How Libertarians are Different

So every once in a while, I like to reread my college books.  One that I just started to reread is Moral Politics : How Liberals and Conservatives Think.  It's interesting, because now with my own political views more shaped, even just from the introductory chapter, a lot makes sense.

The basic premise of the book explains why both of the major parties are so similar on so many major issues, and why their basic philosophical stances are so similar.  It also explains why the Libertarian party is so different from the Republicans and Democrats.

The basic premise of the book is that our political thoughts are shaped by a series of metaphors based on morality, and, particularly, family morality.  According to the author, Republicans believe in a strict father family model, and the Democrats believe in a nurturing parent model.  Nevermind the obvious bias in implying that the Republican view is inherently more sexist than the Democratic view.

The key is that both of these thoughts are based on the premise of our nation as a child, and the government as its parent.  This view, according to Libertarians is flawed.  We are not one child.  We are a collection of millions of individual adults.  Who should be free to make our own decisions without being concerned about what our government thinks.  Moreover, as the author of the book points out, the words for parents have multiple connotations.  One is the figure that raises and nurtures a child, another is the genetic figure.

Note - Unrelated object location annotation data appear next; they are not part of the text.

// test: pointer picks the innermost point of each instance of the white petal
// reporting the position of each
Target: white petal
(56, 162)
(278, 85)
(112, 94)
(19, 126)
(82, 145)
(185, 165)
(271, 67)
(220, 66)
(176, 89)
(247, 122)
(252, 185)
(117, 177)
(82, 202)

This last explanation provides further support to the idea that the Republican and Democratic models are fundamentally flawed. Our government did not sire, birth, parent, or otherwise create us.  We created it.  If anything, we should be the strict father or nurturing parent to our government, not the other way around.

The alarming part of my thoughts on this book as it relates to Libertarianism is that it also explains why we will probably never be as successful as the major parties have been in mainstream politics.  The author of the book is not a political scientist, but a cognitive linguist.  This field concerns itself with explaining the basic functioning of the human mind.  The author's argument is that everything we do, think, and say, is based in a metaphorical relationship between that action or thought (in this case politics), our moral values, and our experiential well-being.

The concerning part is that even if we can recognize that the Libertarian view is more emotionally detached, logical, and reason-based than the major political systems, this is not how an election is won.  The metaphorical and emotional ties are what win votes.